Investor bisa terlibat dalam berbagai proyek infrastruktur melalui Indonesia Investment Authority. Ekosistem baru ini akan menggairahkan investasi di Tanah Air.
Oleh
Dimas Waraditya Nugraha
·3 menit baca
JAKARTA, KOMPAS — Dunia usaha optimistis peluang investor domestik menjadi mitra strategis pemerintah dalam pembangunan infrastruktur semakin terbuka. Keyakinan ini muncul seiring kehadiran Indonesia Investment Authority atau Lembaga Pengelola Investasi milik Pemerintah Indonesia.
Lembaga Pengelola Investasi (LPI) atau Indonesia Investment Authority (INA) digawangi lima orang anggota dewan direktur dan lima orang anggota dewan pengawas.
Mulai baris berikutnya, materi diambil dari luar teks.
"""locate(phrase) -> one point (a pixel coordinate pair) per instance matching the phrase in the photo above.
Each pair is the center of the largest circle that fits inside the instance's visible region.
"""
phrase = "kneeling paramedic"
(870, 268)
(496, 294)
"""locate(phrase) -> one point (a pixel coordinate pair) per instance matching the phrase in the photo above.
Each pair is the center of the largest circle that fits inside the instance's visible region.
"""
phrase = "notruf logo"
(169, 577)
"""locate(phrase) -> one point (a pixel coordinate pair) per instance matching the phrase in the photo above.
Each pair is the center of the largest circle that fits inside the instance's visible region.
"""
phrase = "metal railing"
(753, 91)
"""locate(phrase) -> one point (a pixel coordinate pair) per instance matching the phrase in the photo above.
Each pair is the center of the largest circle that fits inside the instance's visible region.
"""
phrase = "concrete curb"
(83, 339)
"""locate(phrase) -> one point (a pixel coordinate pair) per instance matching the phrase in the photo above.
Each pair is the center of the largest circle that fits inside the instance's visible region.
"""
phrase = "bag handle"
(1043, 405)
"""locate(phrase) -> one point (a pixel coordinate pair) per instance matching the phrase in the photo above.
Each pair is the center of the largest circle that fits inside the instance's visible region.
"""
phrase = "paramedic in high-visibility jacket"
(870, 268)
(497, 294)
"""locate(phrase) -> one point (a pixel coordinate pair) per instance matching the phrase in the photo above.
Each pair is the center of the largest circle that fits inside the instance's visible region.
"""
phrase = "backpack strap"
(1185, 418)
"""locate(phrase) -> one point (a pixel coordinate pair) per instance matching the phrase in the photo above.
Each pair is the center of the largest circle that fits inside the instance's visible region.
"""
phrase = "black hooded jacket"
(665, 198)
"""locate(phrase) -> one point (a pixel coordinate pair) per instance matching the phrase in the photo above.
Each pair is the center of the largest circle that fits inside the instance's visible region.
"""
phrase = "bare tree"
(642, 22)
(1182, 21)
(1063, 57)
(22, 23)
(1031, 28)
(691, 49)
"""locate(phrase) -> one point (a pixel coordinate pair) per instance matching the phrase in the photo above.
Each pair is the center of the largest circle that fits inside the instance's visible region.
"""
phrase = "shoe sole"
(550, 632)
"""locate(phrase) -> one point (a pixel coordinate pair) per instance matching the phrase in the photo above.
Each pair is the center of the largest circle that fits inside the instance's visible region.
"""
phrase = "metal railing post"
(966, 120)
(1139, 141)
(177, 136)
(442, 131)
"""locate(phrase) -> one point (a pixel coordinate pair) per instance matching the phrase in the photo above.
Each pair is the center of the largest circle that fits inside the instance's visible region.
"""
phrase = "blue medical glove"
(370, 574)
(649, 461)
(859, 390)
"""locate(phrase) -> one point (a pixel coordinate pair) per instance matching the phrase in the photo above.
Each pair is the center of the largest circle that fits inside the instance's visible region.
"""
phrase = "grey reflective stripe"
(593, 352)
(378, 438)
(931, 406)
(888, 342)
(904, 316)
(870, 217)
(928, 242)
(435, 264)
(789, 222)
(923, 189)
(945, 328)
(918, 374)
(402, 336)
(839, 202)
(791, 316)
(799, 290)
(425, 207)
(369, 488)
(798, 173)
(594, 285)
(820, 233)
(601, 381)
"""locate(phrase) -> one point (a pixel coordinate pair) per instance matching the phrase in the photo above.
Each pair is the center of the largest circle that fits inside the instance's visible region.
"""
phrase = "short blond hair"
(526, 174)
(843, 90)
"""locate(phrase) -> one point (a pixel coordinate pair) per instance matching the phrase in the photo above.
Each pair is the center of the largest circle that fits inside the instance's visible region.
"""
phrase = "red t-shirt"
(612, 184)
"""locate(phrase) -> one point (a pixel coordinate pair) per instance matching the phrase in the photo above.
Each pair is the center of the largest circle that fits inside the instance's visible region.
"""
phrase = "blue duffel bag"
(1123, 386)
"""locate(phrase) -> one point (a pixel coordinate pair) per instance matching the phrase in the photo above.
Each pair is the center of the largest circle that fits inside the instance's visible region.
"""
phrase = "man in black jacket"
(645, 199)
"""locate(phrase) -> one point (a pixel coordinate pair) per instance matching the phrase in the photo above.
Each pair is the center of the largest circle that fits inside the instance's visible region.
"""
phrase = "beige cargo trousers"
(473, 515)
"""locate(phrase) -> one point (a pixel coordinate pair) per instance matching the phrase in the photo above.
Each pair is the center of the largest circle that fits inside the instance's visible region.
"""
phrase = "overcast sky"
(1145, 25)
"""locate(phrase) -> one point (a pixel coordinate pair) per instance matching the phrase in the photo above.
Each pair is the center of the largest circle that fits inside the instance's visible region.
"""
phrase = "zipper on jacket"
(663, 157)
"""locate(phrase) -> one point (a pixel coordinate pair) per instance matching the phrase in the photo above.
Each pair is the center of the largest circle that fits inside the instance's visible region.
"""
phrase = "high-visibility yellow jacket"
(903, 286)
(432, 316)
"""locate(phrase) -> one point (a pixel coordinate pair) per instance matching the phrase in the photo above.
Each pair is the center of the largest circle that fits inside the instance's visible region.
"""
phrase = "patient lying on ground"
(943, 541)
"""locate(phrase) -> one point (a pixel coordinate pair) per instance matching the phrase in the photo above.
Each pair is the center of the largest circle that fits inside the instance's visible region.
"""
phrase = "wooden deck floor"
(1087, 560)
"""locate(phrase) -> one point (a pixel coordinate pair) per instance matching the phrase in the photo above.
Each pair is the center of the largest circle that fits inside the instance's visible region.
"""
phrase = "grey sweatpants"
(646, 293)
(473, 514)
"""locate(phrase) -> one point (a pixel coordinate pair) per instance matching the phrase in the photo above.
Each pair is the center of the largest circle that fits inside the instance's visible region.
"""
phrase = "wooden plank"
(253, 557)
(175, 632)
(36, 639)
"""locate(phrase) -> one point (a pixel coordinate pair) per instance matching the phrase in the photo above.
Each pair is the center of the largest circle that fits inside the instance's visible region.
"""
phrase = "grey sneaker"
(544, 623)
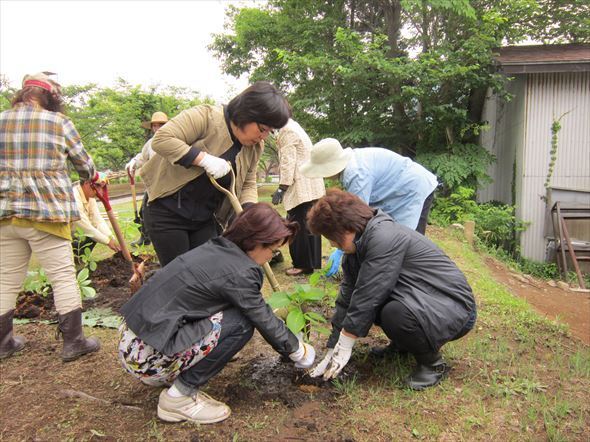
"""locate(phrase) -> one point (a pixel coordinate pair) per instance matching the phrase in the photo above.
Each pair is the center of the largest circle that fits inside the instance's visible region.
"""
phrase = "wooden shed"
(548, 83)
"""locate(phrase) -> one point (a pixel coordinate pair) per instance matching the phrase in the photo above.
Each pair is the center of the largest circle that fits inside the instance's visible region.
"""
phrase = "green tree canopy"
(409, 75)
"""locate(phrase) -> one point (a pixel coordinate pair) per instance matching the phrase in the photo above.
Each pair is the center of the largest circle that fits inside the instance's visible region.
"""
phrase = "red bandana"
(38, 83)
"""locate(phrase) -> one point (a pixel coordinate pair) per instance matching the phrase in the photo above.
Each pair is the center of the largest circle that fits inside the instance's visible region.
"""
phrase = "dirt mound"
(110, 279)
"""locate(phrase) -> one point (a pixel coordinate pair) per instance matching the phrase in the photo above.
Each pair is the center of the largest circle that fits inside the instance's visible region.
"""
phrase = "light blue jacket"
(388, 181)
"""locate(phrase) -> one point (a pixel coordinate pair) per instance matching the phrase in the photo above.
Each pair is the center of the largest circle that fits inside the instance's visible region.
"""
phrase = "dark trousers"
(172, 235)
(236, 331)
(405, 332)
(423, 221)
(306, 248)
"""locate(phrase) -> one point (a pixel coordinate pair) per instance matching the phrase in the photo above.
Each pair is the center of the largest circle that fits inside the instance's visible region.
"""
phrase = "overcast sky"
(144, 42)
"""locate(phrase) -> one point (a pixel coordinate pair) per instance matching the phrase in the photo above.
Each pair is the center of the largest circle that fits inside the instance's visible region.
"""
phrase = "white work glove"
(332, 364)
(214, 166)
(321, 367)
(304, 356)
(130, 167)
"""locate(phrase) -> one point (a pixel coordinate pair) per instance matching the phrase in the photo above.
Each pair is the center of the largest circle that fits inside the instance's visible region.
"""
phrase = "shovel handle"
(235, 202)
(133, 193)
(119, 235)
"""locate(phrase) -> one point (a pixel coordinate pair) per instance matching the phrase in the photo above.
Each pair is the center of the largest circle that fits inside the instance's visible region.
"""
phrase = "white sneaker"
(200, 408)
(155, 382)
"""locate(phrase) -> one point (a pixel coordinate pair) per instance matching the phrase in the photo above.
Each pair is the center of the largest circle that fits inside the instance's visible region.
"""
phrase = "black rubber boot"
(75, 343)
(9, 344)
(387, 350)
(431, 369)
(142, 241)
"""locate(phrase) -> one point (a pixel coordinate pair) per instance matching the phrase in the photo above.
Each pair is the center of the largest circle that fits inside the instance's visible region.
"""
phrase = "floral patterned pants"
(153, 367)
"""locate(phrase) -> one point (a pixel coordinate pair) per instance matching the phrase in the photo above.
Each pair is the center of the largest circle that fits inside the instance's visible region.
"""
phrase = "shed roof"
(544, 58)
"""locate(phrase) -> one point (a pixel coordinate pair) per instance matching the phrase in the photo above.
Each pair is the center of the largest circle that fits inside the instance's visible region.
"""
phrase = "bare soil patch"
(570, 307)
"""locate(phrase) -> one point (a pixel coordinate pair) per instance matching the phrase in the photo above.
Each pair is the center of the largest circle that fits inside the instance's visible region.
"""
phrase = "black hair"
(260, 103)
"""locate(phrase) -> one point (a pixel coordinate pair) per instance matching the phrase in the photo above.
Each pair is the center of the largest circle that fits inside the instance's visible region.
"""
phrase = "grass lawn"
(516, 376)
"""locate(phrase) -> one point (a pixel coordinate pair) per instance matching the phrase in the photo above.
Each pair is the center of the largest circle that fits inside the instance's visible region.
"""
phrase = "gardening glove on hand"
(304, 356)
(100, 179)
(321, 367)
(130, 167)
(214, 166)
(334, 262)
(341, 356)
(277, 197)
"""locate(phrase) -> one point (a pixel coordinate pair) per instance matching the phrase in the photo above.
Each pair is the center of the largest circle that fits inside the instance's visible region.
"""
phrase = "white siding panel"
(549, 96)
(506, 133)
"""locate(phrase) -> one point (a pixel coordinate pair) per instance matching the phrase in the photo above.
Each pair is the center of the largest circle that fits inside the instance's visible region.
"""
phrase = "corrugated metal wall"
(549, 97)
(506, 133)
(521, 131)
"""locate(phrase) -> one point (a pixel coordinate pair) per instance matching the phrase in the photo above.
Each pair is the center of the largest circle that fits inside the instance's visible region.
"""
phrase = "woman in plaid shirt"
(37, 205)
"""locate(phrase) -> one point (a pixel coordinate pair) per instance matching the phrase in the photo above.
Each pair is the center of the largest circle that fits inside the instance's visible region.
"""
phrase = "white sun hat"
(328, 158)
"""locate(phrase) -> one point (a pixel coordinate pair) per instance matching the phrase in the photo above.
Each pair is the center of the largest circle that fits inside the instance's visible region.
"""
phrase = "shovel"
(235, 202)
(138, 270)
(137, 220)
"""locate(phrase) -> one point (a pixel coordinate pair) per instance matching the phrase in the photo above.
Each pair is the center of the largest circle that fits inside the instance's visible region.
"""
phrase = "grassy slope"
(517, 376)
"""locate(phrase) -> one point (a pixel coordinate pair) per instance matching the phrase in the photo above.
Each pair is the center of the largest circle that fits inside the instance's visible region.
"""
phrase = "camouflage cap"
(43, 81)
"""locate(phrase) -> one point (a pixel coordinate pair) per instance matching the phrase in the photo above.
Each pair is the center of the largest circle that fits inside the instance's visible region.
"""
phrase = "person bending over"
(393, 277)
(185, 209)
(187, 322)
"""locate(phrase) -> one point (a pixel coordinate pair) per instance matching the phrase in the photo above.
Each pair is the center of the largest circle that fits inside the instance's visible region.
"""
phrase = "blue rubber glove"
(334, 262)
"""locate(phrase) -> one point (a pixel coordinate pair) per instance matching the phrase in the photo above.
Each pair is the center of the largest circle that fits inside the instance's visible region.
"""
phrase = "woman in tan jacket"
(298, 193)
(184, 208)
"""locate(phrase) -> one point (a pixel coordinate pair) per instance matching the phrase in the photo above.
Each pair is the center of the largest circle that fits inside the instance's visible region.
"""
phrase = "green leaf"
(88, 292)
(323, 330)
(314, 278)
(83, 275)
(278, 300)
(316, 317)
(314, 294)
(295, 320)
Ketua Komisi Tetap Kebijakan Strategis Infrastruktur Kamar Dagang Industri (Kadin) Indonesia Mohammed Ali Berawi mengatakan, INA akan menghadirkan babak baru bagi ekosistem investasi di Tanah Air. ”Kehadiran INA membuka peluang keterlibatan investor dalam negeri untuk proyek-proyek infrastruktur dengan fleksibilitas dalam berinvestasi, baik dalam bentuk dana atau aset, selama sesuai dengan standar investasi internasional,” ujarnya dalam diskusi virtual, Rabu (31/3/2021).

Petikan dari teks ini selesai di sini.